Voting rights bill struggles through Congress

The Freedom to Vote Act, a voting rights bill, has been stalled in the Senate as a result of 52 senators blocking the bill. The bill would primarily be against the restrictions on mail-in voting and increased voter ID laws Republicans had recently advocated for.

Changes made to the voting process during the 2020 presidential election to accommodate for the pandemic left Senate Democrats advocating for change. The pandemic may have discouraged many citizens to vote in person, but due to mail in voting a record high of 66.8 percent of Americans voting in the election.

To potentially gain more votes, Senate Democrats believed they would need to form a narrower bill in order to surpass the 60-vote filibuster put in place. However, with a filibuster in the Senate, they would need around 10 more votes to pass the bill. Democrats have pushed several bills in response to state legislatures’ restrictive voting bills. Despite having enough votes to pass, the filibuster leaves Democrats in a complicated situation.

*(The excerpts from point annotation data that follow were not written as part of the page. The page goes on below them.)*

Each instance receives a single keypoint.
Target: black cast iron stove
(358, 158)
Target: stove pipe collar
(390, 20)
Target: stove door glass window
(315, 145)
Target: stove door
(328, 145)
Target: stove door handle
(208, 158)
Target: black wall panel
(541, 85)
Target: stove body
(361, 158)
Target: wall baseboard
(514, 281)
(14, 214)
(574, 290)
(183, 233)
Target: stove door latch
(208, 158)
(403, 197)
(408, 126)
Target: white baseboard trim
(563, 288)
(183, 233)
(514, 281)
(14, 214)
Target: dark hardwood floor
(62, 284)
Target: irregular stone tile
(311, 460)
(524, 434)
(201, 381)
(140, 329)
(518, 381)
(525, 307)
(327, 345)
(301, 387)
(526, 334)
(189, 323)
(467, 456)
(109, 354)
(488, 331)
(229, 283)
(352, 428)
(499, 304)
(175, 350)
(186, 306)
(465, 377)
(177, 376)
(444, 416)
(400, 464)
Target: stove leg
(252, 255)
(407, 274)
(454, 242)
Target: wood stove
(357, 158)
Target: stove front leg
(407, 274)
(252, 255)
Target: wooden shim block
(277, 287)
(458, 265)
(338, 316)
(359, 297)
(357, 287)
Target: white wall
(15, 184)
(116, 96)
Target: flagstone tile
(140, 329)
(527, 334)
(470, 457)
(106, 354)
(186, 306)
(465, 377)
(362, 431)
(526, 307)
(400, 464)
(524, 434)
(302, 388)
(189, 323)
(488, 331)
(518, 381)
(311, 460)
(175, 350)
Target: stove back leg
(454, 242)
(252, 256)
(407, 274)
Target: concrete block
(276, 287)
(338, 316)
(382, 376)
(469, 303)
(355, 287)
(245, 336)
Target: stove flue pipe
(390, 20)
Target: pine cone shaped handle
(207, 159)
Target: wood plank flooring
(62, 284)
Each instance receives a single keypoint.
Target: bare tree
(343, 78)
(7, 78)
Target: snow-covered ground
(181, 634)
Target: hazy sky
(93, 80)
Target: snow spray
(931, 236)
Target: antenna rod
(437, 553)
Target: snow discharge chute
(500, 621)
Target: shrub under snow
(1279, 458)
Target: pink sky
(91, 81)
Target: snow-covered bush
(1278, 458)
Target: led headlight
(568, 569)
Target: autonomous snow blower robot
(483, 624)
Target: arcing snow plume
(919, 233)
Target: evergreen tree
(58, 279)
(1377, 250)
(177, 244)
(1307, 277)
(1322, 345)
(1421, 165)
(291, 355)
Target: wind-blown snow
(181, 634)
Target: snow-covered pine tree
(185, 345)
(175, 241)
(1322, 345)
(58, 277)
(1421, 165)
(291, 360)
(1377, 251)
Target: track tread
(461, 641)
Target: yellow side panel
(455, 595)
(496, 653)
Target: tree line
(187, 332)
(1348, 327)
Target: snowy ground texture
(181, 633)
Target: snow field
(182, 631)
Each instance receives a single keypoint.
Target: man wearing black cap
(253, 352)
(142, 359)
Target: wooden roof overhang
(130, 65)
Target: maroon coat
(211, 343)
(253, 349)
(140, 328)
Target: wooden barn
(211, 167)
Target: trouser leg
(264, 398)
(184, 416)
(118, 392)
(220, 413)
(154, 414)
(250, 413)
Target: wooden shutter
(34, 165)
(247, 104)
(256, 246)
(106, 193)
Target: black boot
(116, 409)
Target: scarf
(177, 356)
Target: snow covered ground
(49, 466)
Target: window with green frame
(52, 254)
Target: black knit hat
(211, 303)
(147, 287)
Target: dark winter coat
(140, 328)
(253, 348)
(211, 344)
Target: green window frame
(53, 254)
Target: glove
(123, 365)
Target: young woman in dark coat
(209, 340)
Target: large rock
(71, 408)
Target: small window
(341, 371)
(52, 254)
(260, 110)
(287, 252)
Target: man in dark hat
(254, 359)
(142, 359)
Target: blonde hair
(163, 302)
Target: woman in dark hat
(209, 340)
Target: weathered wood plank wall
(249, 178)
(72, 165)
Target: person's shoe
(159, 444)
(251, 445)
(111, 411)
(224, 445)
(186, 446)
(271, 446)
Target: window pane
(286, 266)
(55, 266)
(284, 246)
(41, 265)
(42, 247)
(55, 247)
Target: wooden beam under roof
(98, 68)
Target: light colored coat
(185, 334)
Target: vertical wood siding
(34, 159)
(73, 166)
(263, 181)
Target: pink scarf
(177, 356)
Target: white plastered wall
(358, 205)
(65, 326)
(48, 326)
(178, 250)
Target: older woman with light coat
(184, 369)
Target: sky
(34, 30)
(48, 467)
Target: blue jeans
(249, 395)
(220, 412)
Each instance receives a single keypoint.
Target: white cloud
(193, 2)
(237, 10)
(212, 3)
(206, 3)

Other Democrats are working alongside Republicans on a new legislation pushing for an overhaul against the Electoral Count Act, the law that former President Donald Trump sought to exploit during his run for a second term back in 2020. Those Senators have now expanded their legislation to target other measures of interference in elections.
Democratic Representative Jim Clyburn hopes for the Senate to act in a favorable way, allowing the bill to pass. “We want the Senate to act today in a favorable way, but if they don’t, we ain’t giving up. I am too young to give up.” For this reason, Senate Republicans provided the option for a narrower bill, an option Senate Democrats declined.